Wayne State University Associate Professor of Chemistry Long Luo has been named a 2023 Sloan Research Fellow. Awarded annually since 1955, the fellowship recognizes rising North American scientists pursuing innovative discoveries and grants them $75,000 for their research.

"I'm very honored to be named a Sloan Fellow," Luo said. "Our hardworking lab members and collaborators will be using this support to accelerate our search for potential solutions to some of the world's most pressing environmental, energy and health challenges."

Luo's lab explores new frontiers in electrocatalytic and electroanalytical sciences. One focus is the study of polyfluoroalkyl substances - chemicals that break down slowly over time and linger in Earth's environment, food supply and human inhabitants. Though prolonged exposure may cause health problems, current polyfluoroalkyl detection methods are cumbersome and costly. Luo hopes to identify simpler, less expensive techniques powered by electrochemistry.

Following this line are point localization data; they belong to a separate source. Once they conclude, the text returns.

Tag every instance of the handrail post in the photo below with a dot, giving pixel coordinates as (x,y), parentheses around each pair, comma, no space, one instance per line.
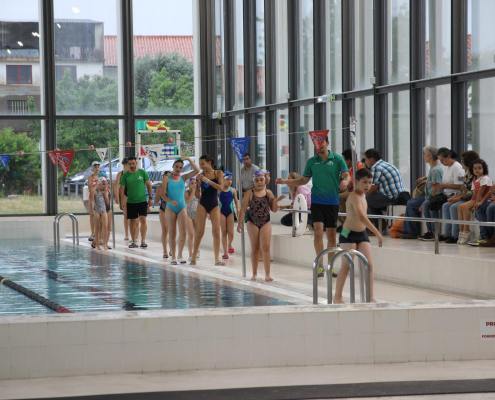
(437,237)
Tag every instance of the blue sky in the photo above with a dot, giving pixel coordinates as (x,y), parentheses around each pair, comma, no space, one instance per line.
(151,17)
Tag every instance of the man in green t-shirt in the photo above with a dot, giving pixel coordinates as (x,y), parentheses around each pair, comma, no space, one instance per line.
(136,186)
(330,176)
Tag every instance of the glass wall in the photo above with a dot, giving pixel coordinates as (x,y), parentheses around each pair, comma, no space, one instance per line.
(399,134)
(481,34)
(398,40)
(87,57)
(363,45)
(239,54)
(21,72)
(305,82)
(481,119)
(21,183)
(438,43)
(365,125)
(438,116)
(163,57)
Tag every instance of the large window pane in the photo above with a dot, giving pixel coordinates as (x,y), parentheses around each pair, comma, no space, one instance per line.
(365,124)
(260,52)
(399,134)
(239,54)
(363,48)
(307,123)
(438,116)
(219,56)
(20,58)
(438,22)
(163,57)
(481,119)
(334,45)
(398,40)
(306,70)
(87,55)
(80,135)
(20,167)
(281,49)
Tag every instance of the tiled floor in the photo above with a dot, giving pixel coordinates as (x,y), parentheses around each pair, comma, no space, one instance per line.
(198,380)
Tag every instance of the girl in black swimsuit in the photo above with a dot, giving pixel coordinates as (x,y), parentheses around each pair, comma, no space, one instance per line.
(258,203)
(211,182)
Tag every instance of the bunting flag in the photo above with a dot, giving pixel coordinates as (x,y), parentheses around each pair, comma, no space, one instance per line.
(240,146)
(102,152)
(319,138)
(62,158)
(4,160)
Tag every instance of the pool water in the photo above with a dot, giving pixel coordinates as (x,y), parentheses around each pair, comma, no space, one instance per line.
(83,280)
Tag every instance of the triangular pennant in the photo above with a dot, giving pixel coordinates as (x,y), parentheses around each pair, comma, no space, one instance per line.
(240,146)
(102,152)
(4,160)
(319,138)
(62,158)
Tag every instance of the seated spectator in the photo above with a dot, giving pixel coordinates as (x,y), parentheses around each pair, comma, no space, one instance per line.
(486,213)
(452,185)
(388,187)
(294,190)
(451,207)
(481,192)
(421,204)
(347,154)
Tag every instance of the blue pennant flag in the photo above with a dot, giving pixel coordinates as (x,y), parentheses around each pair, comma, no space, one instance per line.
(240,146)
(4,160)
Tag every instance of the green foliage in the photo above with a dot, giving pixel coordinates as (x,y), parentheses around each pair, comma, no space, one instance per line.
(24,171)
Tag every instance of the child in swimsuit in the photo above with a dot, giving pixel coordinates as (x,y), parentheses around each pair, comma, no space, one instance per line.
(174,189)
(257,204)
(353,234)
(228,199)
(100,202)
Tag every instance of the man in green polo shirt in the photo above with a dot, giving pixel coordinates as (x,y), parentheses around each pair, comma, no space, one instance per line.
(136,185)
(330,176)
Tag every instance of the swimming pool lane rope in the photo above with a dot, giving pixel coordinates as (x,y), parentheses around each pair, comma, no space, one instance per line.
(34,296)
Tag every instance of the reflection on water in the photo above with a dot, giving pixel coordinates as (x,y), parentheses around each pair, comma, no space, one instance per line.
(82,280)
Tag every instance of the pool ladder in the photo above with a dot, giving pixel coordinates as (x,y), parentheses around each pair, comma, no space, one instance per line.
(56,228)
(364,276)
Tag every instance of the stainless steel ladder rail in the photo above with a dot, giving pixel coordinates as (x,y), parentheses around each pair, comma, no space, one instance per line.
(364,274)
(56,228)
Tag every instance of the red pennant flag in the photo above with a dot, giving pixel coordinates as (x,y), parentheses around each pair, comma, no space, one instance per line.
(319,138)
(62,158)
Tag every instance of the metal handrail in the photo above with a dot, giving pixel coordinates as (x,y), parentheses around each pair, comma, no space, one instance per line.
(56,228)
(364,274)
(436,221)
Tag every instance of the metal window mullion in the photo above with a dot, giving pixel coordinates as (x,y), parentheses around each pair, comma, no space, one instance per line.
(380,53)
(417,120)
(459,103)
(50,139)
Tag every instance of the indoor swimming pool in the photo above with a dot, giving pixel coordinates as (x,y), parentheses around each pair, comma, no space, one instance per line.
(80,280)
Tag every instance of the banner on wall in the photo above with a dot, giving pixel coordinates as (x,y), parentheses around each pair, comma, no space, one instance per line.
(62,158)
(319,138)
(4,160)
(102,152)
(240,146)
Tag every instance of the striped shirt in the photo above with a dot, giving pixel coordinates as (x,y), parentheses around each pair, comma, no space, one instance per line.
(388,179)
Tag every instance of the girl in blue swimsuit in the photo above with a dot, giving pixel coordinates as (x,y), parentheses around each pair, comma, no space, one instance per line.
(228,199)
(211,182)
(173,192)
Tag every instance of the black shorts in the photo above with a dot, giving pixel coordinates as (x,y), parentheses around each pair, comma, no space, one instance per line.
(355,237)
(137,210)
(325,214)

"Having a Sloan Research Fellow in our department demonstrates the culture of innovation we have at Wayne State," said Department of Chemistry Chair Matthew Allen. "And it shows how being supportive of talented faculty, even professors in the early stages of their careers, can lead to exciting research breakthroughs."

Early career support

Even though he received his doctorate less than a decade ago, Luo has already received praise for his pioneering research.

In addition to receiving the Sloan Fellowship, Luo is the beneficiary of the Carl R. Johnson Early Career Endowed Professorship. Johnson, who was named a Sloan Fellow in 1955, is the former chair of the Wayne State Department of Chemistry and established the professorship in 2021 to encourage, recruit and retain world-class faculty.

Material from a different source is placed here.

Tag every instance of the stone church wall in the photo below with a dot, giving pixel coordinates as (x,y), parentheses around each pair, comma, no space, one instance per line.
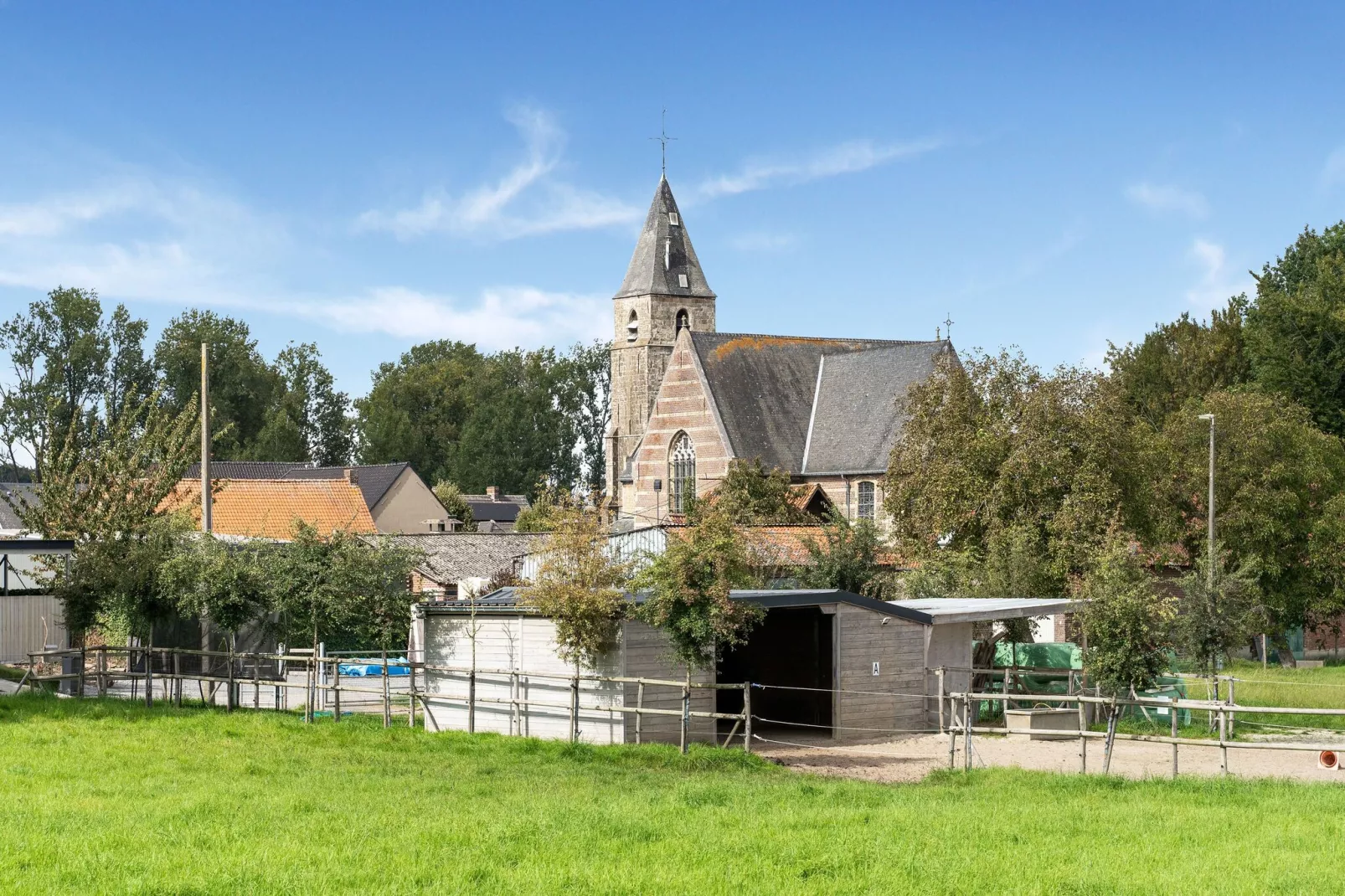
(681,406)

"Wayne State University offers exemplary research opportunities and a stellar faculty, but we were losing rising stars to schools with deeper pockets," Johnson said at the time. "I established the endowed professorship so the Department of Chemistry could keep innovative thinkers here in Detroit and help our students reach their full potential."

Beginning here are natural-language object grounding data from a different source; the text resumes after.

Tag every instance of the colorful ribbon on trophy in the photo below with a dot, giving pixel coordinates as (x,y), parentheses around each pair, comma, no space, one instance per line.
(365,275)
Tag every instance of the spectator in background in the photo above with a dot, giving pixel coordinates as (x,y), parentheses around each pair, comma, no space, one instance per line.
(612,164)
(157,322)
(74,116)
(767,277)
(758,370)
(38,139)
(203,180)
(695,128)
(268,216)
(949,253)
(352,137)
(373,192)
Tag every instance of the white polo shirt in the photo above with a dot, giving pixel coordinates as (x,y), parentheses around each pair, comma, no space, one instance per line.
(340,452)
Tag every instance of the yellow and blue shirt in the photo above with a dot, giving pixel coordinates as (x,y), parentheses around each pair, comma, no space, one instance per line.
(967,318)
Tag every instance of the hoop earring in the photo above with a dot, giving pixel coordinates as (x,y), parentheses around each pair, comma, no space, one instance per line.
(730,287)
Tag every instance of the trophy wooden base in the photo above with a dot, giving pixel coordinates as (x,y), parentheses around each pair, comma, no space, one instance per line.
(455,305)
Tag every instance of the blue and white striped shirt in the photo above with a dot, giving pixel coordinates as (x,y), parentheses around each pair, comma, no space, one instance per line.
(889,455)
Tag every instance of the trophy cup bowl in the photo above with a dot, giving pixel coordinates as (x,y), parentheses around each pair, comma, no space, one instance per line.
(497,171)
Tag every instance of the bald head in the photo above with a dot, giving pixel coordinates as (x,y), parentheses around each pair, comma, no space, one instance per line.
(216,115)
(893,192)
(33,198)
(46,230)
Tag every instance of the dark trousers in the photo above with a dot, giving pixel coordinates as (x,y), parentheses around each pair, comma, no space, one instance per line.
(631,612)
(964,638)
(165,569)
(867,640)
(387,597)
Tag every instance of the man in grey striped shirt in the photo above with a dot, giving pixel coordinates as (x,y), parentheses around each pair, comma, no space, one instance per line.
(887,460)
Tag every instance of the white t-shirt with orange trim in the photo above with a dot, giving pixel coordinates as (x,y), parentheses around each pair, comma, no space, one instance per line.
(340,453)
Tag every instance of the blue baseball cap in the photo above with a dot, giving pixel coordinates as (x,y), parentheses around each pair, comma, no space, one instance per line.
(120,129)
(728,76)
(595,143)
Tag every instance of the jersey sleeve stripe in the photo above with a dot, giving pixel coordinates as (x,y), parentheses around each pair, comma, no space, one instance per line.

Luo said his professorship has allowed him to remain relentless in pursuit of new advances.

"The support I receive at Wayne State has allowed me to focus on my research instead of looking for opportunities at other universities," Luo said. "Because our lab has been given what we need to be effective, we make a strong case to receive further support from other foundations who want to solve major issues."

College of Liberal Arts and Sciences Dean Stephanie Hartwell said she is glad to see Luo receive recognition for his hard work.

"I am so proud that Dr. Luo's efforts are being recognized by the Sloan Foundation," said Hartwell. "It is gratifying to see Wayne State professors highlighted as thought leaders, and I cannot wait to celebrate the innovations Luo and his colleagues discover."